Il Mittarelli e il Costadoni avanzarono anche un'altra ipotesi per spiegare il preciso riferimento a un "monasterium S. Laurentii" contenuto nella lettera damianea n. 176: il destinatario di quest'ultima, Gebizone, sarebbe un eremita avellanita divenuto abate di S. Lorenzo in Campo presso Fano o di un altro non specificato S. Lorenzo presso Cesena e successivamente vescovo di Cesena e cardinale. Secondo il Micci, tuttavia, la fondazione di S. Lorenzo di Fano, che nella lettera di Pier Damiani è detta essersi verificata "nuper", risale invece a molto tempo prima. Inoltre è certamente falso che Gregorio VII nel 1084 avrebbe fatto del vescovo di Cesena, Gebizone, un cardinale prete.
Si è anche congetturato (Schwartz, Dolcini) che G. (ricordato come abate dei Ss. Alessio e Bonifacio nel 1072, 1075, 1076), il Gebizone priore nel 1083, 1090, 1097 di S. Giovanni "inter ambas Paras" e quindi anche il Gebizone destinatario delle lettere damianee siano la stessa persona e che questi sia inoltre da identificare con l'omonimo vescovo di Cesena, già tale allora almeno dal 1083, perché a questa data egli appare in veste di vescovo oltre che di priore di S. Giovanni "inter ambas Paras".
Il collegamento almeno tra il presule cesenate e l'abate dei Ss. Alessio e Bonifacio si fonda su un'indicazione apposta al titolo del canone di Deusdedit relativo al sinodo spalatino del 1076: dopo le parole "scilicet a Gebizone tunc monasterii sanctorum Bonifatii et Alexii abbate", tre excerpta della collezione canonica attribuibili al sec. XII, aggiungono "nunc vero Cesenate episcopo". Giustamente il Glanvell ha espunto il sintagma spurio (non così il Lanzoni, che si è visto costretto a limitare l'episcopato di Gebizone agli anni di pontificato di Vittore II, dedicatario della collezione) e lo ha relegato in apparato; ma con ciò la notizia non perde validità, poiché basta considerarla proveniente da informate fonti ecclesiastiche recenziori (Dolcini).
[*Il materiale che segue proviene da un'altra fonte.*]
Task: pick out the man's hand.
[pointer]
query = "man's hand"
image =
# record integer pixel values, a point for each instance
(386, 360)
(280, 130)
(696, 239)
Secondo lo Schwartz, se il vescovo di Cesena Gebizone fu sostenitore di Gregorio VII contro l'antipapa Clemente III, dovette allontanarsi dalla sua città, almeno quando dai documenti è attestata la presenza dell'antipapa Clemente III in Cesena: il 13 giugno 1092, per confermare alcuni possessi ai canonici di Reggio Emilia, e il 22 sett. 1097, per ricevere il giuramento di fedeltà di Ugolino, figlio di Guido conte di Imola. Tuttavia, sempre secondo lo Schwartz, è più probabile che Gebizone sia passato all'obbedienza dell'antipapa ottenendone in premio la nomina a vescovo di Cesena. Un indizio, per quanto molto tenue, di questa ipotesi si è voluto vedere in una lettera inviata dal vescovo di Cervia Angelo - un prelato certamente schierato con Clemente III - a un Gebizone "confratri et coepiscopo", per chiedergli aiuto contro "quidam clerici et aliorum ordinum sacerdotes" che volevano la sua deposizione.
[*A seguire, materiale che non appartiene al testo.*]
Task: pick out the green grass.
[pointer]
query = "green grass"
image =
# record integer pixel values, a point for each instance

Nel caso il Necrologio dell'Avellana si riferisca a G. abate dei Ss. Alessio e Bonifacio, la morte di quest'ultimo avvenne il 30 giugno di un anno non precisato. Se G. è da identificare nel suo omonimo vescovo di Cesena, la sua scomparsa deve essere anteriore al 1106 quando in quella sede appare già attivo un nuovo presule, Ugo.